What's New In CDH 5.11.0
- Supported Apache Tomcat TLS ciphers for HttpFS are configurable using the HTTPFS_SSL_CIPHERS environment variable.
- Supported Apache Tomcat TLS ciphers for the KMS are configurable using the KMS_SSL_CIPHERS environment variable.
- Amazon S3 Consistency with Metadata Caching (S3Guard)
Data written to Amazon S3 buckets is subject to the "eventual consistency" guarantee provided by Amazon Web Services (AWS), which means that data written to S3 may not be immediately available for queries and listing operations. This can cause failures in multi-step ETL workflows, where data from a previous step is not available to the next step. To mitigate these consistency issues you can now configure metadata caching for data stored in Amazon S3 using S3Guard. S3Guard requires that you provision a DynamoDB database from Amazon Web Services and configure S3Guard using the Cloudera Manager Admin Console or command-line tools. See Configuring and Managing S3Guard.
- Amazon S3 Server-side Encryption with SSE-KMS
Clusters that use Amazon S3 storage can now use Amazon Server-Side Encryption with AWS KMS–Managed Keys (SSE-KMS) to encrypt data, so you now have two choices for data-at-rest encryption on Amazon S3 (SSE-S3, SSE-KMS). Use Cloudera Manager Admin Console to configure the cluster to use this new feature as detailed in How to Configure Encryption for Amazon S3.
- You can partition RegionServers with RegionServer Groups.
- Use MOB_COMPACT_PARTITION_POLICY options to reduce the number of MOB files stored in HDFS. You can choose from daily, weekly, and monthly options.
Hive on Amazon S3 performance optimizations for:
HIVE-14204 : Dynamic partitioning writes and the INSERT OVERWRITE statement
HIVE-15546 : Parallel input path listing
Support for Microsoft Azure Data Lake Store (ADLS) as a secondary filesystem for Hive on MapReduce2 (YARN). You can use Hive on MapReduce2 to read and write data stored on ADLS. Hive-on-Spark is not currently supported to use ADLS data with CDH.
AWS cloud clusters can now share a single persistent instance of Amazon Relational Database Service (RDS) as the Hive metastore backend database, enabling persistent sharing of metadata beyond a cluster's life cycle.
Integrate Navigator with Hue: Phase 1, Metadata Discovery
- Search and tag partitions, databases, views, tables, columns.
- Off by default. Check both "Enable" fields in .
- See How to Enable and Use Navigator in Hue.

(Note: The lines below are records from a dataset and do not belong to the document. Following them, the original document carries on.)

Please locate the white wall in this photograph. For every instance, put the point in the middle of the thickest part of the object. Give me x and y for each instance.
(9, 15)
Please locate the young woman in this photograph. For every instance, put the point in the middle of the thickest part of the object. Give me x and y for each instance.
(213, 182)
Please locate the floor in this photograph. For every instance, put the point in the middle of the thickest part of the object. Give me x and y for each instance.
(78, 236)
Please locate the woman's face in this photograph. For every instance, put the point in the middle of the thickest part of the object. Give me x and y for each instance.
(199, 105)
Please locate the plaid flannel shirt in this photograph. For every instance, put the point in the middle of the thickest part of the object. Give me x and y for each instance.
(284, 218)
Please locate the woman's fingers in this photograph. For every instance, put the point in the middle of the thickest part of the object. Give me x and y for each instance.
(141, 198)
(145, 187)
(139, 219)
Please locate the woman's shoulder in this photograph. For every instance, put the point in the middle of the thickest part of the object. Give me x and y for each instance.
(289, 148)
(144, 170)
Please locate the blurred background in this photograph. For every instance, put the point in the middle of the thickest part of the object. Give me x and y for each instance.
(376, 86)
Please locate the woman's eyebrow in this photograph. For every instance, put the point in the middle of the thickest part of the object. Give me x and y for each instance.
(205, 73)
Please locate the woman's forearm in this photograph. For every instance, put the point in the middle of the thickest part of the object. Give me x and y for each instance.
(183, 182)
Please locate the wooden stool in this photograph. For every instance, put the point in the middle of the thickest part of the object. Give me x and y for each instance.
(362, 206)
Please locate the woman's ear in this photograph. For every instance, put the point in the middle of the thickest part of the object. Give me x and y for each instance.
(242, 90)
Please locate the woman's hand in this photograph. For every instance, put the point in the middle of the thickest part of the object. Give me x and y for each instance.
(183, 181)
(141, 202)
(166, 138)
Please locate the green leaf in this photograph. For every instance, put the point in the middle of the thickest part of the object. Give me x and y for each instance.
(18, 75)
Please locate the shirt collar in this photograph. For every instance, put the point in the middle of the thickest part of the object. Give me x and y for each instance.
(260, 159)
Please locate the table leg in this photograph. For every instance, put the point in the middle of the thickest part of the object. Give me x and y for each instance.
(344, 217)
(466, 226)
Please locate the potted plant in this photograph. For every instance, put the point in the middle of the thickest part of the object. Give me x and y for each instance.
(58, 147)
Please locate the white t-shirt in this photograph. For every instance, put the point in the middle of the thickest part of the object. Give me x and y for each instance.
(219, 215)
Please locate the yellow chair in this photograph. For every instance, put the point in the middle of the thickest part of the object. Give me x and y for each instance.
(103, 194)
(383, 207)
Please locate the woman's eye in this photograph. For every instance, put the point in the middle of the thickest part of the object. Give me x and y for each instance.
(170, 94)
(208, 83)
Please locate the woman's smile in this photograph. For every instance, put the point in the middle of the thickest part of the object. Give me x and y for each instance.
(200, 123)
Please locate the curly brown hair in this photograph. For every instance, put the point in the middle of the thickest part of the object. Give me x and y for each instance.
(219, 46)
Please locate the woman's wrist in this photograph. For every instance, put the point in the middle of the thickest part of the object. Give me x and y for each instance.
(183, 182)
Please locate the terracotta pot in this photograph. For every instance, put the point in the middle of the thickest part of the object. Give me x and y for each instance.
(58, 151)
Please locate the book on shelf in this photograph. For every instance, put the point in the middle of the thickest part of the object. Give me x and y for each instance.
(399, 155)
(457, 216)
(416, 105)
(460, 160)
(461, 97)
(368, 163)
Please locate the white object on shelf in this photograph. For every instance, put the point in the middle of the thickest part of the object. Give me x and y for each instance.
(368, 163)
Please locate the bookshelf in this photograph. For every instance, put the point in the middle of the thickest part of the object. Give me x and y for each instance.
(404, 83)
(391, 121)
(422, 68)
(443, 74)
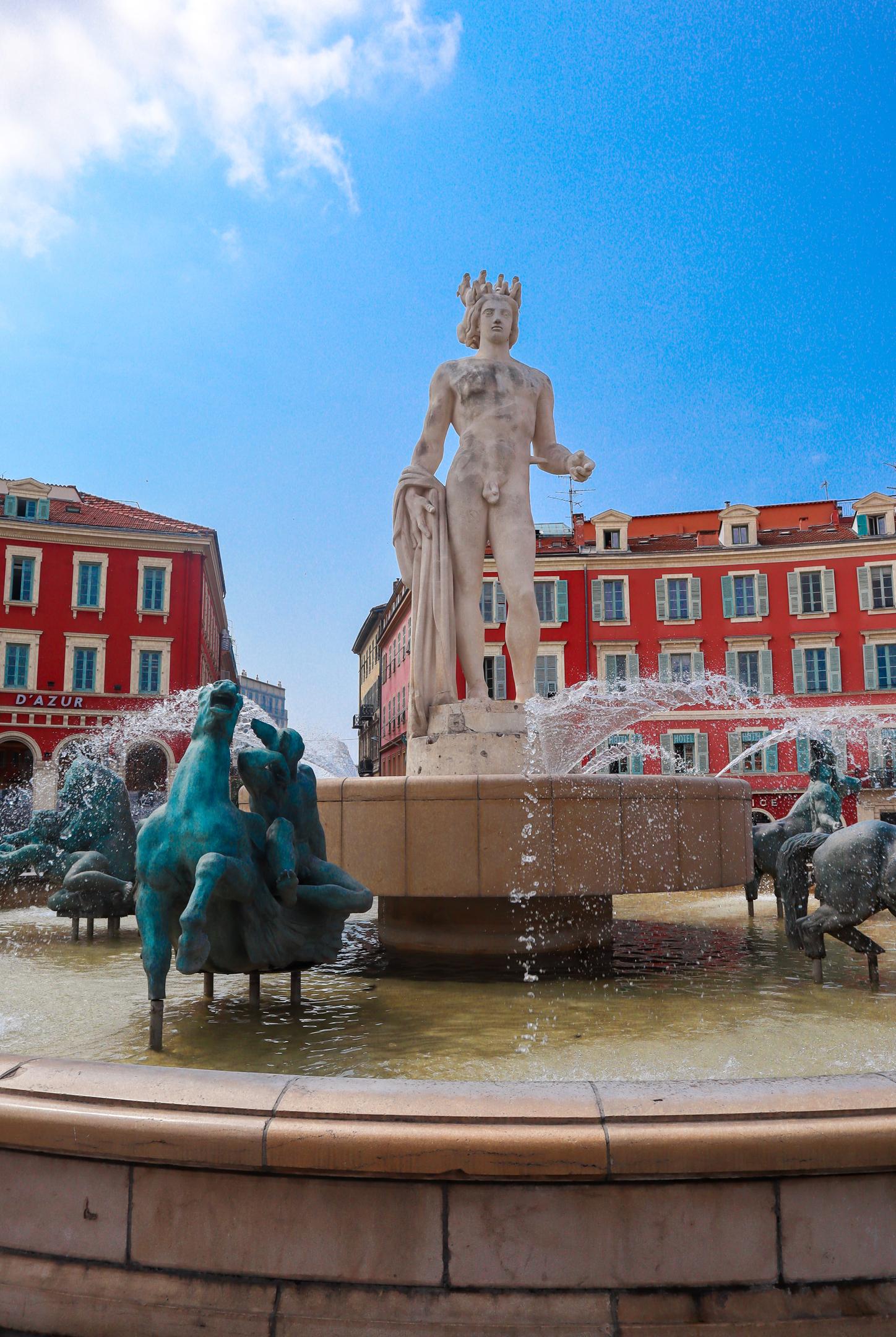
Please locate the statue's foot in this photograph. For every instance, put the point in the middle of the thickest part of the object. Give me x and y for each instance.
(193, 950)
(286, 887)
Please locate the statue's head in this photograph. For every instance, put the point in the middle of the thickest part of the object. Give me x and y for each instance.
(494, 305)
(220, 706)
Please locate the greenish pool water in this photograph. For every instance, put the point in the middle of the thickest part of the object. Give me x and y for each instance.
(699, 991)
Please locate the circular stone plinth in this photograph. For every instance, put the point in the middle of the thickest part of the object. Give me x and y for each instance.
(419, 841)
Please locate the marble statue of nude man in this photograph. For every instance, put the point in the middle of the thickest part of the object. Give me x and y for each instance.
(499, 407)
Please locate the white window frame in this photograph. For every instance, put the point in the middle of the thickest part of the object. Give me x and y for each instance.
(162, 644)
(871, 610)
(495, 650)
(681, 622)
(95, 559)
(610, 622)
(15, 550)
(554, 581)
(142, 563)
(822, 641)
(75, 641)
(555, 647)
(27, 638)
(825, 613)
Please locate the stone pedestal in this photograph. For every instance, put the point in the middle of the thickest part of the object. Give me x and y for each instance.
(487, 931)
(472, 738)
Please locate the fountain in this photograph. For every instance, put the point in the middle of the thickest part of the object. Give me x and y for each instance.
(496, 1117)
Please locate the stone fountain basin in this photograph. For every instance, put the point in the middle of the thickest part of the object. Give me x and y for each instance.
(447, 855)
(154, 1200)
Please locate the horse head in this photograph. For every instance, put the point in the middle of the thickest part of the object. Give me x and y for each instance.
(220, 706)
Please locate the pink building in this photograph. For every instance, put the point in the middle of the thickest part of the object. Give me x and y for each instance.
(395, 680)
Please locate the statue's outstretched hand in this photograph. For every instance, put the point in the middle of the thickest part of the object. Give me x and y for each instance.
(420, 508)
(579, 467)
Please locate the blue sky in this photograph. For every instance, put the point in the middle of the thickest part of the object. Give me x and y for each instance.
(699, 199)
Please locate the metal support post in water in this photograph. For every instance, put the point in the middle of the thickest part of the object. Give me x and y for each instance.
(157, 1018)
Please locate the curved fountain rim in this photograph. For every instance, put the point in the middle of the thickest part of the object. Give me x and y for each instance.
(449, 1130)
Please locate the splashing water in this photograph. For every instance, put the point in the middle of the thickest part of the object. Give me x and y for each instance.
(571, 732)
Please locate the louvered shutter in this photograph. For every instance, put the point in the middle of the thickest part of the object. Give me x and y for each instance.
(728, 597)
(662, 602)
(501, 678)
(734, 749)
(799, 673)
(637, 759)
(869, 659)
(835, 682)
(694, 598)
(767, 681)
(828, 591)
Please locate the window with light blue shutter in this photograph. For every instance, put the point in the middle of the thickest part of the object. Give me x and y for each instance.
(153, 589)
(85, 670)
(22, 581)
(88, 585)
(614, 600)
(150, 675)
(15, 670)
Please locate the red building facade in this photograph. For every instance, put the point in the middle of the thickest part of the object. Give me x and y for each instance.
(793, 600)
(106, 607)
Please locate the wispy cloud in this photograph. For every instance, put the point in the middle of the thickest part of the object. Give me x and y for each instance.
(101, 79)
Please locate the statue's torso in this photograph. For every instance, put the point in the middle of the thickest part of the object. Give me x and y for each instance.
(494, 415)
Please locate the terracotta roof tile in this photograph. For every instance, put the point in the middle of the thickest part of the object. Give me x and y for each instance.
(118, 515)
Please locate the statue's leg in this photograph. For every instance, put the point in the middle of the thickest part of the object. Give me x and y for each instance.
(512, 537)
(467, 526)
(217, 875)
(280, 854)
(153, 923)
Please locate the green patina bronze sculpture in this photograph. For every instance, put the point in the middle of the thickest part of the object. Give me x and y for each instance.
(804, 817)
(86, 844)
(230, 891)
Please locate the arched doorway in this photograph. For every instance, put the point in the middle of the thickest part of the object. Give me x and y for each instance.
(17, 771)
(146, 776)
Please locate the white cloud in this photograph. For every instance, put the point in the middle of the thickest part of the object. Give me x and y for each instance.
(101, 79)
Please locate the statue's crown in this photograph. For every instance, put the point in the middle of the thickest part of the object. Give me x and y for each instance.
(471, 292)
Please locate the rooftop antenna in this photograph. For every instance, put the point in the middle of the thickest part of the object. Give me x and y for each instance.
(571, 496)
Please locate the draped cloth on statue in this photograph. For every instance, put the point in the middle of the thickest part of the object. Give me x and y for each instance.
(426, 569)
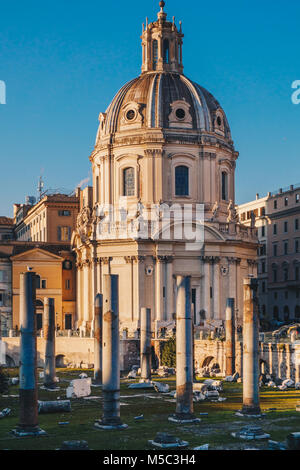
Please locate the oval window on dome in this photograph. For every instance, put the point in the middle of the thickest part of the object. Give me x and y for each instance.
(219, 121)
(130, 115)
(180, 113)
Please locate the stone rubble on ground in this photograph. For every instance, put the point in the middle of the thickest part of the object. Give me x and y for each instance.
(79, 388)
(204, 447)
(83, 375)
(250, 433)
(5, 412)
(167, 441)
(160, 387)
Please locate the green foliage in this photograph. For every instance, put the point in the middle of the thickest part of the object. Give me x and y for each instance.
(168, 357)
(4, 380)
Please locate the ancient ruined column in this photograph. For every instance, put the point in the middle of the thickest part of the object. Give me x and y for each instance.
(110, 356)
(250, 349)
(98, 339)
(184, 353)
(28, 423)
(49, 334)
(145, 345)
(230, 337)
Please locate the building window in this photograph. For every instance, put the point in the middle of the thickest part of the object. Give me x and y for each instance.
(166, 51)
(286, 313)
(224, 186)
(155, 53)
(64, 234)
(181, 181)
(64, 213)
(67, 264)
(128, 182)
(275, 313)
(68, 321)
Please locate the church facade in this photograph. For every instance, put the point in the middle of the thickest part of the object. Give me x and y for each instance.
(163, 146)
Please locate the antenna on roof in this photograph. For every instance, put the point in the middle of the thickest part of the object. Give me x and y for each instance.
(40, 187)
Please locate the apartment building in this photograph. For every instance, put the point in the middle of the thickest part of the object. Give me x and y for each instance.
(277, 220)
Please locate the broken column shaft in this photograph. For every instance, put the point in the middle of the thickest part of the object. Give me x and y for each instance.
(145, 344)
(49, 335)
(250, 349)
(28, 424)
(110, 356)
(184, 353)
(230, 337)
(98, 339)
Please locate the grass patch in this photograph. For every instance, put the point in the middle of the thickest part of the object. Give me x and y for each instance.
(214, 429)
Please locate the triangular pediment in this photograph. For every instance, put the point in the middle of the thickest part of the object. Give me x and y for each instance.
(36, 254)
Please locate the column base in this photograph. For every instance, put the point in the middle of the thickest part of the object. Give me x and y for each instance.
(250, 412)
(28, 432)
(184, 418)
(109, 426)
(50, 387)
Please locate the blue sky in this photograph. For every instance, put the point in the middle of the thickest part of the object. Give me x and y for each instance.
(63, 61)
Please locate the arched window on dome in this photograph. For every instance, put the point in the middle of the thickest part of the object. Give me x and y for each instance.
(181, 181)
(128, 182)
(166, 51)
(155, 53)
(224, 186)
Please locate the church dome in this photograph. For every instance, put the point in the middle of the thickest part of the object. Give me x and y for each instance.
(165, 100)
(162, 97)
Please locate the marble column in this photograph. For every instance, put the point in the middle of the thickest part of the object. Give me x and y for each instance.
(159, 289)
(184, 353)
(170, 289)
(28, 417)
(251, 370)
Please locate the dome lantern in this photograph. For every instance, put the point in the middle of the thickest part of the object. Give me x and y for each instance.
(162, 45)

Embed new create table wizard within Editor and Assist
- Safely import multiple formats such as Kudu, Parquet, JSON, and CSV.
- More easily create table partitions.
- Continued SQL improvements
- Visually more pleasant colors and text.
- No more hanging spinner in the Editor.
HUE-5742: Allow non-public PostgreSQL schemas.
HUE-5608: Add ability to DESC table without TABLE level privilege
Apache Impala (incubating)
- Supported TLS ciphers for Apache Tomcat are configurable using the OOZIE_HTTPS_CIPHERS environment variable.
Blacklisting. This feature reduces the chance of application failure, by not scheduling work on hosts that are experiencing intermittent disk failures. See this blog post for background information.
You can enable Kerberos authentication and TLS/SSL encryption for the Spark History Server through Cloudera Manager configuration settings, rather than including the password in clear text in an Advanced Configuration Snippet field. See these settings in the Cloudera Manager user interface:
- history_server_spnego_enabled - for Kerberos authentication
With authentication enabled, only Kerberos-authorized users can read data from the Spark History Server, and non-admin users can only see information about their own jobs.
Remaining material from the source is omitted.